Lin Yinbing, Chen Jiechen, Wang Xiao, Chen Sijie, Yang Yizhou, Hong Yingji, Lin Zhixiong, Yang Zhining
Department of Radiation Oncology, Shantou University Medical College Cancer Hospital, Shantou University, Shantou, China.
Shantou University Medical College, Shantou University, Shantou, China.
Front Oncol. 2023 Mar 16;13:1083713. doi: 10.3389/fonc.2023.1083713. eCollection 2023.
Locoregionally advanced nasopharyngeal carcinoma (LA-NPC) patients, even at the same stage, have different prognoses. We aim to construct a prognostic nomogram for predicting the overall survival (OS) to identify the high-risk LA-NPC patients.

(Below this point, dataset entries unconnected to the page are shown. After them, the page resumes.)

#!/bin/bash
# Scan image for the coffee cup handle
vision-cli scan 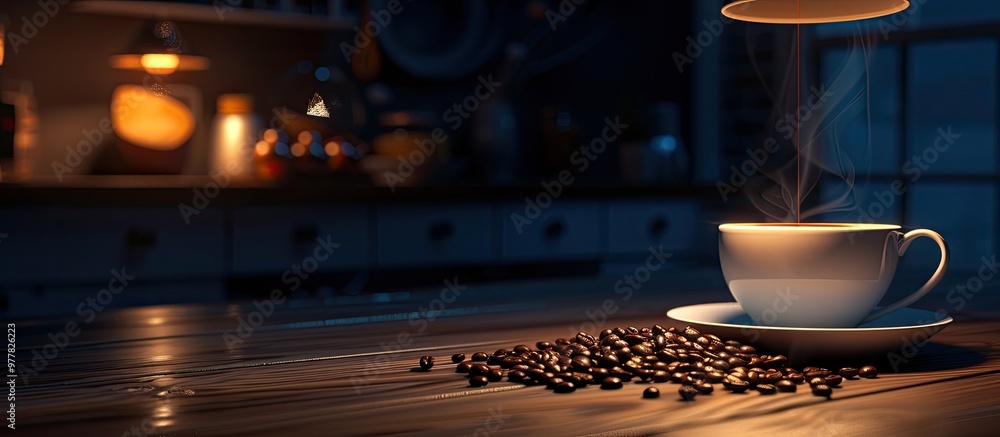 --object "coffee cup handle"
[860,229,949,325]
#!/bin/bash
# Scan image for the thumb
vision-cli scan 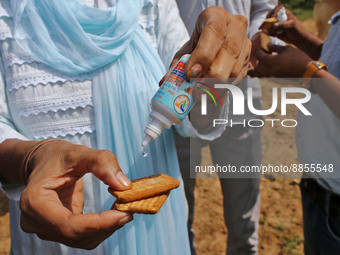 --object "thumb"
[84,150,131,190]
[268,44,287,54]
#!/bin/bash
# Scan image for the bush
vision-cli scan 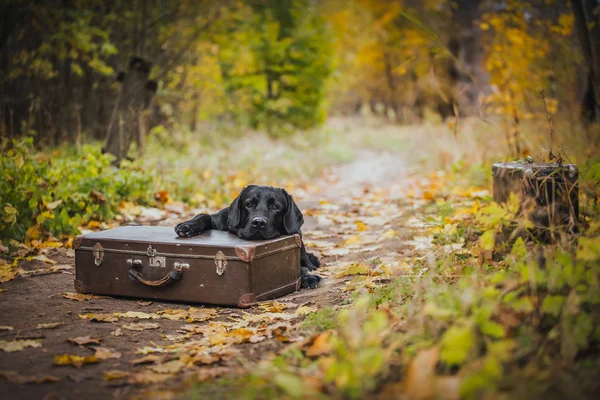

Histologically diagnosed WHO type II and type III LA-NPC patients in the Surveillance, Epidemiology, and End Results (SEER) database were enrolled as the training cohort (n= 421), and LA-NPC patients from Shantou University Medical College Cancer Hospital (SUMCCH) served as the external validation cohort (n= 763). Variables were determined in the training cohort through Cox regression to form a prognostic OS nomogram, which was verified in the validation cohort, and compared with traditional clinical staging using the concordance index (C-index), Kaplan-Meier curves, calibration curves and decision curve analysis (DCA). Patients with scores higher than the specific cut-off value determined by the nomogram were defined as high-risk patients. Subgroup analyses and high-risk group determinants were explored.
Our nomogram had a higher C-index than the traditional clinical staging method (0.67 vs. 0.60, p<0.001). Good agreement between the nomogram-predicted and actual survival were shown in the calibration curves and DCA, indicating a clinical benefit of the nomogram. High-risk patients identified by our nomogram had worse prognosis than the other groups, with a 5-year overall survival (OS) of 60.4%. Elderly patients at advanced stage and without chemotherapy had a tendency for high risk than the other patients.
Our OS predictive nomogram for LA-NPC patients is reliable to identify high-risk patients.
局部区域晚期鼻咽癌(LA-NPC)患者即使处于同一分期,预后也有所不同。我们旨在构建一个预测总生存期(OS)的预后列线图,以识别高危LA-NPC患者。
将监测、流行病学和最终结果(SEER)数据库中组织学诊断为WHO II型和III型的LA-NPC患者纳入训练队列(n = 421),来自汕头大学医学院附属肿瘤医院(SUMCCH)的LA-NPC患者作为外部验证队列(n = 763)。通过Cox回归在训练队列中确定变量,以形成预后OS列线图,并在验证队列中进行验证,然后使用一致性指数(C指数)、Kaplan-Meier曲线、校准曲线和决策曲线分析(DCA)与传统临床分期进行比较。得分高于列线图确定的特定临界值的患者被定义为高危患者。进行亚组分析并探索高危组的决定因素。
我们的列线图的C指数高于传统临床分期方法(0.67对0.60,p<0.001)。校准曲线和DCA显示列线图预测的生存与实际生存之间具有良好的一致性,表明列线图具有临床益处。我们的列线图确定的高危患者的预后比其他组更差,5年总生存期(OS)为60.4%。晚期且未接受化疗的老年患者比其他患者有更高的高危倾向。
我们用于LA-NPC患者的OS预测列线图在识别高危患者方面是可靠的。